Opened 11 years ago

Closed 6 years ago

Last modified 5 years ago

#3043 closed enhancement (fixed)

Allow specification of intended driver on GDALOpen

Reported by: clundgren Owned by: warmerdam
Priority: normal Milestone: 2.0.0
Component: GDAL_Raster Version: unspecified
Severity: normal Keywords: gdalopen
Cc: warmerdam, Even Rouault, hobu, antonio

Description

GDALOpen does not allow specification of an intended driver, which can lead to problematic behavior in some cases.

For example, consider writing an NITF file (e.g. "bob.ntf") using the Create() method to a directory containing a similarly-named ENVI file (e.g. "bob.hdr"). The NITF Create() method first writes part of the file, then attempts to open this using GDALOpen. If it turns out that the ENVI driver is also loaded and occurs first in the driver manager's list, this partial NITF file will actually be opened as an ENVI file (due to the presence of the .hdr file).

It would be nice if GDALOpen had an optional parameter to specify an intended driver, and that relevant places throughout GDAL that clearly should be using a specific driver are modified to provide this parameter.

Attachments (5)

open_by_drivername.patch (3.9 KB) - added by ilucena 9 years ago.
Open by driver name
open_by_drivername_v2.patch (4.0 KB) - added by ilucena 9 years ago.
Open by driver name
open_by_drivername_v3.patch (4.0 KB) - added by ilucena 9 years ago.
Open by driver name
open_by_drivername_v4.patch (4.3 KB) - added by ilucena 9 years ago.
This version uses the "driver=driver-name,file-name" convention
open_by_drivername_v5.patch (5.2 KB) - added by ilucena 9 years ago.
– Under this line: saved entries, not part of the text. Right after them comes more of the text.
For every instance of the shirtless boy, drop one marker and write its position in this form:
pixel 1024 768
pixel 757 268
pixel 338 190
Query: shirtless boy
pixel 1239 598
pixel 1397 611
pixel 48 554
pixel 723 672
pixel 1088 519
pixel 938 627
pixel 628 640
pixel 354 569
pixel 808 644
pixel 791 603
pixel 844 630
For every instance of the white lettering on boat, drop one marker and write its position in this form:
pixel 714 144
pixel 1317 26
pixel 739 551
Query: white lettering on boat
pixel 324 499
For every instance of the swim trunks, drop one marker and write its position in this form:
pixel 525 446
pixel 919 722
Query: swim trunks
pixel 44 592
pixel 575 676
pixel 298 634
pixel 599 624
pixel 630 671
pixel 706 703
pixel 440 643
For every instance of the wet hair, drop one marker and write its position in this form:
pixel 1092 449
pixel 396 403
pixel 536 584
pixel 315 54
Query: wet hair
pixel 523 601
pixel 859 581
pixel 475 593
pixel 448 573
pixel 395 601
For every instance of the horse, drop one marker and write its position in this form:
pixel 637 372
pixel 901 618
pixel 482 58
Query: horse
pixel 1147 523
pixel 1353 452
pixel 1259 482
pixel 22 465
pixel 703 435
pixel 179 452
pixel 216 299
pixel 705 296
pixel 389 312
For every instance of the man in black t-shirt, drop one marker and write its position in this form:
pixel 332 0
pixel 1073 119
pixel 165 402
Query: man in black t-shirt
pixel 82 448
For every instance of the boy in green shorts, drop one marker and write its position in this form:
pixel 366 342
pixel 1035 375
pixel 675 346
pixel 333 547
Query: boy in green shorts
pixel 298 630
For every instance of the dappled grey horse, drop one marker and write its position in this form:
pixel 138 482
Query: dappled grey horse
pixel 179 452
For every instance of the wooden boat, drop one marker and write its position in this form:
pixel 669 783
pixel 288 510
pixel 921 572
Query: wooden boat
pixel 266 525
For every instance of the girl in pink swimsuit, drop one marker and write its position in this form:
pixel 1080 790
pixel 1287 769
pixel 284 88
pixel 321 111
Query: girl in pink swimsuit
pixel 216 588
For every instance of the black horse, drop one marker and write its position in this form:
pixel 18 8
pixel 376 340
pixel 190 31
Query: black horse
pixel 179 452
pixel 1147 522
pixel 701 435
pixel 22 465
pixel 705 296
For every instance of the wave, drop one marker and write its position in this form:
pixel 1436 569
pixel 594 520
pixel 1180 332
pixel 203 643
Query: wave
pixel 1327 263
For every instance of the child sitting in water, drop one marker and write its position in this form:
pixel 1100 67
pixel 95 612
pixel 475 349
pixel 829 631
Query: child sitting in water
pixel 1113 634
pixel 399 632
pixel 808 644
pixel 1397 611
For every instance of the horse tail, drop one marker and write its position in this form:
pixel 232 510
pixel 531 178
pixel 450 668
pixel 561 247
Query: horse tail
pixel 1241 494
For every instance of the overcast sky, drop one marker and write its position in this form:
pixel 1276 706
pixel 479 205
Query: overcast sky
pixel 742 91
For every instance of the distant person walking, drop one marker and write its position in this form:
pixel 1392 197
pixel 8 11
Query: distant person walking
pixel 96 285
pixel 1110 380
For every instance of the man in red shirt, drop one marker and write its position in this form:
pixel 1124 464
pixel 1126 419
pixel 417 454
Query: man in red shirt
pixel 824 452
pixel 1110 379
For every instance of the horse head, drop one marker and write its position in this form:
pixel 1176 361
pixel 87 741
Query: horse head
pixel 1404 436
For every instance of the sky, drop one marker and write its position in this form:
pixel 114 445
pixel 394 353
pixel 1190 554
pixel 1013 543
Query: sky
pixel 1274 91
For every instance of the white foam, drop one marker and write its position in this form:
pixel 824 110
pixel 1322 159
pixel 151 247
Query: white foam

Download all attachments as: .zip

Change History (21)

comment:1 Changed 11 years ago by warmerdam

Type: defectenhancement

This request would pretty much need to be pursued as an RFC.

In the case mentioned, the ENVI .hdr file is going to cause problems next time someone tries to open the file so fixing the createcopy case isn't really going to resolve everything anyways.

Changed 9 years ago by ilucena

Attachment: open_by_drivername.patch added

Open by driver name

comment:2 Changed 9 years ago by ilucena

Cc: warmerdam Even Rouault hobu added
Keywords: gdalopen added

Could you please give a try to that patch to see if that works as intended. I ran GDAL autotest with those changes and I got no test failure.

The way it works is that you can pass a driver name at the beginning of the fileName parameter string in that format "driver_name:file_name", ex.:

gdalinfo nitf:two_images_jp2.ntf

It will avoid the driver probing, going direct to the driver you have informed. I tried to avoid misinterpretation of file system driver, like in "R:" and if for some reason your driver fails to recognize the file, then GDALOpen goes on and runs the driver probing. That solution also works for driver that already respond for that same drive-name entry on fileName.

If that makes sense I think we could go ahead and post a RFC. What do you think Frank?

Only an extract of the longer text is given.